To protect the interests of the borrowers, the Reserve Bank of India (RBI) and the National Housing Bank (NHB) have established a set of norms regarding home loan prepayment. They can payback their housing loans as cheaply and efficiently as possible according to the instructions. The NHB regulations are designed specifically for housing finance companies, whereas the RBI regulations mostly apply to banks.

No matter what sort of interest rate is used, corporations or corporate organisations that apply for home loans will be responsible for paying foreclosure costs. The house loan agreement will often include a reference of these numbers, which are typically stated as percentages.

A prepayment penalty will be assessed to borrowers of fixed-rate home loans, as specified in the mutually agreed upon agreement. However, if you have a floating-rate house loan, you are not responsible for these types of costs.

Prepayment penalties on fixed-rate house loans only apply if you are repaying the loan with the assistance of a second loan from a different bank or Housing Finance Company (HFC). However, you are not subject to any prepayment penalties if you pay for the item out of pocket.

Individuals who take out dual-rate home loans may be subject to prepayment penalties when the loan has a fixed interest rate. Lenders are prohibited from imposing any kind of prepayment penalty after the home loan converts to a variable rate of interest.

FAQs

When and how much advance payment should I make?

The first few months of credit are the best time to return a loan early. This contributes to minimising interest payments. As a result, it may result in more savings when a loan is paid off early.

Do all banks permit early repayment of a house loan?

If you haven't signed any paperwork prohibiting it, then yes, all banks accept early repayment of your house loan. Prepayment penalties, however, differ significantly between banks.
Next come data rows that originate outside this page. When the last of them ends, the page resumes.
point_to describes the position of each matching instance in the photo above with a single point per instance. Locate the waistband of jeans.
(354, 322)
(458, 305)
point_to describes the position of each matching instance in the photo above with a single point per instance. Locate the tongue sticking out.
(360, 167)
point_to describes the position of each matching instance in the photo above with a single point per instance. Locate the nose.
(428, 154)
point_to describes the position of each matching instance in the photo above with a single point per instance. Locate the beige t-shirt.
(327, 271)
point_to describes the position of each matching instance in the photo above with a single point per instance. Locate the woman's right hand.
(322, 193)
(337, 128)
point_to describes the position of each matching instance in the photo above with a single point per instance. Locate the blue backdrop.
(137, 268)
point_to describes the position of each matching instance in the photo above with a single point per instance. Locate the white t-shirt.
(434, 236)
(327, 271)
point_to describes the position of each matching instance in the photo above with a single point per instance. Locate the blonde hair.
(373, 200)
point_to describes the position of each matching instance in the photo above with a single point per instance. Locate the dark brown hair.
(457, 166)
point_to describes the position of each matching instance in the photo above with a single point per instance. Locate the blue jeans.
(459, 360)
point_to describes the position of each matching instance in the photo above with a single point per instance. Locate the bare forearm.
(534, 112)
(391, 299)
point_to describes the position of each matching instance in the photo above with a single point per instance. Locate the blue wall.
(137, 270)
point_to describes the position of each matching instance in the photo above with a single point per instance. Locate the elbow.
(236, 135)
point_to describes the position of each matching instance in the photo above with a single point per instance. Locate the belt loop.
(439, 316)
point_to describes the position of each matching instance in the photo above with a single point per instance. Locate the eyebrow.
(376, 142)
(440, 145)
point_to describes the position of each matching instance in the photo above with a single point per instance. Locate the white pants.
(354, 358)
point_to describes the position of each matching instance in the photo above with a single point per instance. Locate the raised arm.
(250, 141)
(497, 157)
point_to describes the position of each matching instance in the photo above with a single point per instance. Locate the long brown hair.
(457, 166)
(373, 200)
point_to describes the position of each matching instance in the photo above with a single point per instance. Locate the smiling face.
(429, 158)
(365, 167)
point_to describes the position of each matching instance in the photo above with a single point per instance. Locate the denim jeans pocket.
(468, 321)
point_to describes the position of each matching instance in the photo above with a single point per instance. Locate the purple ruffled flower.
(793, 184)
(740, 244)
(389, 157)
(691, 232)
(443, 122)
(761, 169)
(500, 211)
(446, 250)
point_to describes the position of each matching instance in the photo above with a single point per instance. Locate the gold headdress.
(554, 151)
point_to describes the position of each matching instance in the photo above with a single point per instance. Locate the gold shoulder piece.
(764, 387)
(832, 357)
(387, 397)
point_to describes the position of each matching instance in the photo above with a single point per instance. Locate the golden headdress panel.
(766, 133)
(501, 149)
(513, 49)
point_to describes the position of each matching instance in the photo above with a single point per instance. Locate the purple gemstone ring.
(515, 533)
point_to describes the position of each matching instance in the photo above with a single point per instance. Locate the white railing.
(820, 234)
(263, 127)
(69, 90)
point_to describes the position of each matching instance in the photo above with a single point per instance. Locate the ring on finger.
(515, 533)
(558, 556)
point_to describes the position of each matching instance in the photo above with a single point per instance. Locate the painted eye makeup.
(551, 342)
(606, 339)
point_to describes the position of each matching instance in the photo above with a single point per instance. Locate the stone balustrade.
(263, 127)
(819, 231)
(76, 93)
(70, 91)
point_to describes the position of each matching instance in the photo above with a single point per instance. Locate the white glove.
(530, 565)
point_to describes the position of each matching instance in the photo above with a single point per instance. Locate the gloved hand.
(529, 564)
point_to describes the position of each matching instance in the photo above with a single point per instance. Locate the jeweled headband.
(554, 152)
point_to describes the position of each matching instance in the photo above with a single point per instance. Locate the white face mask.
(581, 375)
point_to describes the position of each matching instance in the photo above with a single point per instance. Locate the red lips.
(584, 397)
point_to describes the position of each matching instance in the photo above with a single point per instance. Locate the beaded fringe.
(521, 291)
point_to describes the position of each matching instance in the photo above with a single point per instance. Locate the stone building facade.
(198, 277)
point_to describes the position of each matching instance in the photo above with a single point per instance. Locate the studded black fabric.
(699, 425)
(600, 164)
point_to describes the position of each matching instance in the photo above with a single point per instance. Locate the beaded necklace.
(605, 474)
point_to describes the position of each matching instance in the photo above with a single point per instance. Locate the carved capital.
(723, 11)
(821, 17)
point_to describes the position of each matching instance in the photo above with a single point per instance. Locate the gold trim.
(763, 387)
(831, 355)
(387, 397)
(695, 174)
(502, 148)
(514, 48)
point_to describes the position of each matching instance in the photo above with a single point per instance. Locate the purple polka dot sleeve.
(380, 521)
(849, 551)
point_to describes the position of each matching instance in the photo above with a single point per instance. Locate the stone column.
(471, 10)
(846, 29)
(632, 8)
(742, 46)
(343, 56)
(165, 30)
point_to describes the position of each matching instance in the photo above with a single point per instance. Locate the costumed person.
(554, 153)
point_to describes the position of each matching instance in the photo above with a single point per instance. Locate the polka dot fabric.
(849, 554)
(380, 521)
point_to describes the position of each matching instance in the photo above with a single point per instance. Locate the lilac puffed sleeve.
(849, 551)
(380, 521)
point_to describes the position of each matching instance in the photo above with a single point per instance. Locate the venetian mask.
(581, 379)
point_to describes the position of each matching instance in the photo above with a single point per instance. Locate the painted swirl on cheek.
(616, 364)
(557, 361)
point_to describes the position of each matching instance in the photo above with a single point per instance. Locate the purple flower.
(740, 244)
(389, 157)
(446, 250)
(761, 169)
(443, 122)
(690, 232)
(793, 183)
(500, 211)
Therefore, you ought to review them before moving on.

Is it a sensible decision to pay off your house quickly?

A house loan, or any other type of loan, should always be returned whenever possible since doing so will eventually relieve you of some of the credit obligations.

The Conclusion

Refinancing your home loan is now simpler according to new RBI housing loan regulations. You may easily choose to transfer lenders for a better repayment plan if you have an ongoing home loan and would like to do so.

Additionally, you can file for a zero-fee foreclosure home loan transfer for the remaining principal amount. But only loans with fluctuating interest rates are covered by this legislation; fixed interest rate loans are not.